No começo dos anos 1980, vieram a cocaína e a heroína. Numa dessas noites, em Hollywood, sem nenhum motivo ele atacou um casal de homossexuais. Outras pessoas se envolveram na confusão, houve uma briga e um dos atacados morreu. Adams foi para a cadeia pela primeira vez, por seis meses.

Não seria a última. Ele passaria as próximas duas décadas em uma rotina de idas e vindas entre diferentes prisões dos Estados Unidos, por variados motivos, todos ligados à sua dependência química.

No final dos anos 1990, ele perdeu no intervalo de um ano, seu pai, sua mãe, sua avó e um irmão. Essa tragédia familiar o empurrou para um quadro de profunda depressão, e ele só conseguiu apoio nos braços da heroína.
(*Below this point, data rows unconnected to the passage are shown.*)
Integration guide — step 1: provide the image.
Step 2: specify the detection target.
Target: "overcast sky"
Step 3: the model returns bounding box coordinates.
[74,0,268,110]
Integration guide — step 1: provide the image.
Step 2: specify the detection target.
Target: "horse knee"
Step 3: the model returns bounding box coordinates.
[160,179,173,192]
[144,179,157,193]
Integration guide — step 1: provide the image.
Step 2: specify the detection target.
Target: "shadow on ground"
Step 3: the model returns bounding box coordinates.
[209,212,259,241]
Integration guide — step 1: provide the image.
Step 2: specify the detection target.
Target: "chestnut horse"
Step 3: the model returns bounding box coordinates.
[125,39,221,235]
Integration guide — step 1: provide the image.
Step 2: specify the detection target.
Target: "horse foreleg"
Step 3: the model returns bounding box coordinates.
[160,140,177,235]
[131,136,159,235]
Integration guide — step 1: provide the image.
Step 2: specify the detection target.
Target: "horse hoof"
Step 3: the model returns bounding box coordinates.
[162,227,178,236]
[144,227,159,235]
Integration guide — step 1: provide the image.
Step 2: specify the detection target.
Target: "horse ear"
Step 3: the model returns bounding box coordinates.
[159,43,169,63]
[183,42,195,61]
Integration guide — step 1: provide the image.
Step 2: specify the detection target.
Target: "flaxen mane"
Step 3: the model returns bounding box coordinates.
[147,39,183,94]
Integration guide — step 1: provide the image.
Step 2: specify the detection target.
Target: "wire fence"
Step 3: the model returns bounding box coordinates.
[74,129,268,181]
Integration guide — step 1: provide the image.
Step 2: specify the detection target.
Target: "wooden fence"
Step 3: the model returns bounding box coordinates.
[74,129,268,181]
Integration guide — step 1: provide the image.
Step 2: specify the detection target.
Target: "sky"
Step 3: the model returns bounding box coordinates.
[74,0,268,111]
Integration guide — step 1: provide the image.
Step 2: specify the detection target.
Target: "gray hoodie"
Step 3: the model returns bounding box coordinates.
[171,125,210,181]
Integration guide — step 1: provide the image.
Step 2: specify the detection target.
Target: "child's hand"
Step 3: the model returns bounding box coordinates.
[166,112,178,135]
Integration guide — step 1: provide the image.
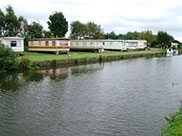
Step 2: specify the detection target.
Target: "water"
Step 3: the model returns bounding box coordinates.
[0,56,182,136]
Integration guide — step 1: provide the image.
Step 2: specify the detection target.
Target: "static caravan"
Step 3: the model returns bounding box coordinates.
[126,40,147,50]
[28,38,70,54]
[103,40,126,51]
[70,40,103,52]
[0,37,24,53]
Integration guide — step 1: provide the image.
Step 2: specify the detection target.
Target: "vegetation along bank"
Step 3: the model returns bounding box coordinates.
[162,109,182,136]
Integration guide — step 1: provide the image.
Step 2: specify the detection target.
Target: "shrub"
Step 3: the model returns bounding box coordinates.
[0,44,18,72]
[19,58,31,69]
[162,109,182,136]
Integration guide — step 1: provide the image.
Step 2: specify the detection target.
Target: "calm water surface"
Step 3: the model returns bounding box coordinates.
[0,56,182,136]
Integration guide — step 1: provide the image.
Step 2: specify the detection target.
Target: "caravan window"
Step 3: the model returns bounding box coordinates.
[11,41,17,47]
[39,41,41,46]
[46,41,49,46]
[52,41,56,46]
[30,41,33,46]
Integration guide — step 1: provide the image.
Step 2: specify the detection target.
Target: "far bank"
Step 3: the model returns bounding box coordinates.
[25,50,165,68]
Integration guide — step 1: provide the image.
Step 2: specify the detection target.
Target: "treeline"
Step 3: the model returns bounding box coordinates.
[0,5,68,45]
[0,5,181,48]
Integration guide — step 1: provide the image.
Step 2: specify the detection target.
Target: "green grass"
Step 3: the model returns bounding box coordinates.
[23,51,161,62]
[70,51,96,55]
[162,109,182,136]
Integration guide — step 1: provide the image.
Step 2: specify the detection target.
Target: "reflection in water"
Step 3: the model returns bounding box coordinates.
[0,56,182,136]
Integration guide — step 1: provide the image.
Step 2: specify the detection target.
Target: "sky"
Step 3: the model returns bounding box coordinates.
[0,0,182,41]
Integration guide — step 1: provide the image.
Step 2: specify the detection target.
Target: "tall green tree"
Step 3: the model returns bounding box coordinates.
[0,9,5,36]
[28,21,43,38]
[123,31,140,40]
[157,31,174,49]
[70,21,88,39]
[105,31,118,39]
[4,5,21,36]
[139,30,156,46]
[47,12,68,37]
[86,22,104,39]
[18,16,28,38]
[43,30,53,38]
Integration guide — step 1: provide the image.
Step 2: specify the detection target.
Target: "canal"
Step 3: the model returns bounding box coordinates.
[0,56,182,136]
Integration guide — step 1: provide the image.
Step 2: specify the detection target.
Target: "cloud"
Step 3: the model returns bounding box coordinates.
[0,0,182,39]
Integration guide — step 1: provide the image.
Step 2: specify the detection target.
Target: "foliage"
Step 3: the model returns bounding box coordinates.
[43,30,53,38]
[19,57,31,69]
[86,22,104,39]
[104,31,119,39]
[18,16,28,38]
[0,5,21,36]
[0,44,18,72]
[139,30,156,46]
[123,31,139,40]
[0,9,5,36]
[28,21,43,38]
[157,31,174,49]
[70,21,88,39]
[162,109,182,136]
[47,12,68,37]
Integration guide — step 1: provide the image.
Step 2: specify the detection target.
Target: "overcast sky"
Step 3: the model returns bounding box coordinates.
[0,0,182,41]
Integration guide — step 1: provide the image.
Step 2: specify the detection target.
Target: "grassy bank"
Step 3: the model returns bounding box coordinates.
[162,109,182,136]
[23,51,161,62]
Os problemas com as drogas reduziram drasticamente seu envolvimento com o esporte.

Quando seu amigo e ex-Z-Boy Stacy Peralta lançou um filme sobre os tempos de Dogtown, Adams cumpria pena por envolvimento em um grande esquema de tráfico de metanfetamina.

“Minhas nove vidas acabaram muito tempo atrás", disse ele em uma entrevista dias antes de sair pela última vez da cadeia (nos EUA, o mito diz que gatos têm nove e não sete vidas, como no Brasil). "Os planos de Deus para mim são diferentes daquilo que eu tenho feito.”

Aproveitando sua popularidade, ele se engajou em um projeto educacional cujo objetivo era alertar crianças e adolescentes sobre o perigo das drogas. Passou seus últimos dias dividido entre esse projeto e cultos na igreja da cidade onde vivia.

“Eu me sinto abençoado por estar vivo. Nós cometemos vários erros na vida. Tomara que possamos ajudar algumas crianças a não cometer os mesmos erros, a não andar nas mesmas ruas que andamos”, disse ele recentemente, com o rosto marcado por tatuagens que também tomavam boa parte de seu corpo.

“Adeus, Jay Adams. Obrigado por nos inspirar a ficar em pé e forçar os limites do que é possível”, escreveu Tony Hawk, o nome mais conhecido do skate mundial.